Fovizmin birçok özelliği, 1905 yılında Dresden’de Die Brücke (Köprü) topluluğunu oluşturan Alman ressamlarda da görülür: Kirchner, Heckel, Schmidt-Rottluff ve Emil Nolde.
ANDRE DERAİN
Kransız ressamı (Chatou, 1880— Garches, 1954).

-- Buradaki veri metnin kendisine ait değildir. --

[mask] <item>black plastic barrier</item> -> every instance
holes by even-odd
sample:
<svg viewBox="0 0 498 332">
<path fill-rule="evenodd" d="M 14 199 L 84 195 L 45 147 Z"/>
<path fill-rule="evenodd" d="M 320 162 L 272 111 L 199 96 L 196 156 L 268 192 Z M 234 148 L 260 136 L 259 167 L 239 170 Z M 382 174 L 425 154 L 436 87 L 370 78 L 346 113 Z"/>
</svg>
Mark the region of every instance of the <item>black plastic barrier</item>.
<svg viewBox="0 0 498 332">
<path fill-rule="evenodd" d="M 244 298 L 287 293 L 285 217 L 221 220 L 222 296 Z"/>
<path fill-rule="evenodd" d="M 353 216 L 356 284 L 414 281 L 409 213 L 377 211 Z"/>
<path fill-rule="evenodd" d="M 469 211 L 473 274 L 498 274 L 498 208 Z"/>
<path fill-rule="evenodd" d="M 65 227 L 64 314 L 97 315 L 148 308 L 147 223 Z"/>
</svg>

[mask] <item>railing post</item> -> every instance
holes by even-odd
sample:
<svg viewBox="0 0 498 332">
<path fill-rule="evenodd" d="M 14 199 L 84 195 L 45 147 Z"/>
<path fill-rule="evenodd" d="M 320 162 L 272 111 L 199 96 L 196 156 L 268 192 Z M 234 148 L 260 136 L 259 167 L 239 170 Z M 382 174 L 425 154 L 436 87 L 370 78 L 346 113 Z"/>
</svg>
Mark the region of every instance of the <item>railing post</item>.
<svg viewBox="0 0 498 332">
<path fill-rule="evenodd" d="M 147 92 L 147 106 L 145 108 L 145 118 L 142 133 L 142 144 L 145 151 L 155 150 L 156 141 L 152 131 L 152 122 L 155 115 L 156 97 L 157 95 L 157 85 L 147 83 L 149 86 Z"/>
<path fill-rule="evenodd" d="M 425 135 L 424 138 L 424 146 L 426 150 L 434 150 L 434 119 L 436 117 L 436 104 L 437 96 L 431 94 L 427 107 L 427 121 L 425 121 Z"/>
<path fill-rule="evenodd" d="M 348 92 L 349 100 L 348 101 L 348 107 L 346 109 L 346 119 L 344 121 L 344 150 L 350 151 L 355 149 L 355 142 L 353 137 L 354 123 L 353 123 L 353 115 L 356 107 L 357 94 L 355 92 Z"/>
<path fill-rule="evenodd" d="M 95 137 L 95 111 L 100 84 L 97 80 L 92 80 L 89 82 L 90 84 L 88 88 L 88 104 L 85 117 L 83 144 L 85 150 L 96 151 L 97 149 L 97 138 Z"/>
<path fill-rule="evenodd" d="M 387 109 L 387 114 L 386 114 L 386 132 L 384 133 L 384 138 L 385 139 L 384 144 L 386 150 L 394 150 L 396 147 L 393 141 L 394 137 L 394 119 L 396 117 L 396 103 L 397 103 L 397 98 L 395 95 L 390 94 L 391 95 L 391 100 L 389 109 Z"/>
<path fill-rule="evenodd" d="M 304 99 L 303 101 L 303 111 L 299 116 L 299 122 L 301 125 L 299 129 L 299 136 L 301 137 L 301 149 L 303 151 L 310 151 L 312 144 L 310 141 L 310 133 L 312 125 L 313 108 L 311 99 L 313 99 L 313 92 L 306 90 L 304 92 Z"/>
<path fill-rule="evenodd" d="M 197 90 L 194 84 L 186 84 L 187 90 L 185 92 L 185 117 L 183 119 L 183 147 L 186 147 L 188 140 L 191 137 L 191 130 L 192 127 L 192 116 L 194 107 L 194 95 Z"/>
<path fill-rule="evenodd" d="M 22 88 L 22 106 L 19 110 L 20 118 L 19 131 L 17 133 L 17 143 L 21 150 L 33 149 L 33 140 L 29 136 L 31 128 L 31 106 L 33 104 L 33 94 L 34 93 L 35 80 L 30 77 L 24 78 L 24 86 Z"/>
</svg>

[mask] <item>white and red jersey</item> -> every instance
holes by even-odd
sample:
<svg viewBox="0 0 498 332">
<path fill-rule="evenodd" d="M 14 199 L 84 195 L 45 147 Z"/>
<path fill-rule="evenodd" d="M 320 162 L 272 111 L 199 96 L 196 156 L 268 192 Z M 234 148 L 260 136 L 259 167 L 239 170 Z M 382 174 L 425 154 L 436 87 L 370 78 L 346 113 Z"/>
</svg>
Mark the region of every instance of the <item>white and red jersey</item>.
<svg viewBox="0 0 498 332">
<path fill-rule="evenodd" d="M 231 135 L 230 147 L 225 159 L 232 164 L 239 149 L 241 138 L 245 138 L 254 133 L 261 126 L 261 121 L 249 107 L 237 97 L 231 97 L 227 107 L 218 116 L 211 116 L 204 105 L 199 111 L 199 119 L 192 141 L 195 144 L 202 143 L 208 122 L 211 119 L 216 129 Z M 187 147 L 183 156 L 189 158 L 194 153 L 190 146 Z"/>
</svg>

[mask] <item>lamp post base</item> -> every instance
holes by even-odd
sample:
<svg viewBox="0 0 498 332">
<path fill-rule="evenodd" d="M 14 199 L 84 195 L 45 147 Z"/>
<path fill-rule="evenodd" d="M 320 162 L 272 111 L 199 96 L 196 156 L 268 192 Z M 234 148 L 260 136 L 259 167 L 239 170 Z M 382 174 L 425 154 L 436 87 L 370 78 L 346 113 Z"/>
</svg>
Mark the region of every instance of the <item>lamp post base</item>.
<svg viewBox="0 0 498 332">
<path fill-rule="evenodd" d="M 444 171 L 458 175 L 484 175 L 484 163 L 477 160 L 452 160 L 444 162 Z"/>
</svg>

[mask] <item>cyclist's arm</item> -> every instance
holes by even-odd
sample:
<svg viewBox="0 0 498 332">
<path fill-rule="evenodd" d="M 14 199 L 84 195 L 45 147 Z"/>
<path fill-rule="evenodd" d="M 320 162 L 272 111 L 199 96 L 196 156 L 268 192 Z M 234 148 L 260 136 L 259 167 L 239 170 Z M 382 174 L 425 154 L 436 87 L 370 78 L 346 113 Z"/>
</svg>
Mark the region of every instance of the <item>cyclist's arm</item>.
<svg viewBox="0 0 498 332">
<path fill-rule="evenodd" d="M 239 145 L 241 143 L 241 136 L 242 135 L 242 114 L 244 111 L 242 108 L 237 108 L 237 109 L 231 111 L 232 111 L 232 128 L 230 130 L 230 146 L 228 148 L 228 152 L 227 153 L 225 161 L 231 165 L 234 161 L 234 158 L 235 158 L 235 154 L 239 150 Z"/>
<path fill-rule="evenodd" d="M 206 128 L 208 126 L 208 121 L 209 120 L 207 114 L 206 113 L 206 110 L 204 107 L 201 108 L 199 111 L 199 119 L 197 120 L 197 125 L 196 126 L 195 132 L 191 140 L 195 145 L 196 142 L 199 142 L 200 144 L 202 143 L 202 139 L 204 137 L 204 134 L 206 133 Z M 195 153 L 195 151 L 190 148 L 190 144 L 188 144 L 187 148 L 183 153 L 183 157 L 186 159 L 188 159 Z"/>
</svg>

Carriere Akademisindeki dersleri işleyen ve orada Matisse’le tanışarak resim yapmaya karar veren Andre Derain 1900 yılında, askere gitmeden hemen önce Vlaminck’le dostluk kurdu. Her ikisi Chatou adasında fovizmin beşiği olan bir atölyede çalıştılar. Derain’in ilk yapıtlarında yeni-izlenimciliğin Toulouse- Lautrec’in ve Gauguin’in etkileri görülür. 1905-1907 yılları arasındaki fov döneminde gerçekleştirmiş olduğu tablolarda, öbür yapıtlarında ulaşamadığı bir modernlik özelliği, temel bir atılım göze çarpar. Gerçekten de, bu sanatçı bir yandan mizacı gereği, yeni yeni araştırmalara yönelirken öte yandan da, benimsemiş olduğu tutucu bir düşünce biçimi gereği yaşamı boyunca, gotik sanattan, XV. yy. İtalyan sanatından (quattror.ento),Pompei sanatından ya da Caravaggio. Corot ve Renoir’dan kalkarak, kendisi için geçmişteki biçim anlayışını oluşturmaya çalışmıştır. Kuşkusuz Derain belki de bir bireşim yapma peşindeydi, ama bu geleneksel değerlerin geniş çaplı bir bilincine varılmasından doğmuştur. Derain’in heykel çalışmaları da vardır, ama hiçbir zaman heykelci olmamıştır. Öte, yandan resimleme alanında değerli yapıtlar vermiştir; Apollinaire’in Çürüyen Büyücüsü için yaptığı resimlemeler günümüzde de büyük önem taşır. Tümüyle değişik bir anlayış içinde ve halk resimlerinden esinlenerek Pantagruel için (1943) renkli resimlemeler yapmayı başarmıştır. Yüzyılın başlarında Kübizmin doğmasında büyük payı olan Zenci Afrika’nın ilkel sanatlarıyla ilgilenen ilk sanatçı Derain olmuştur.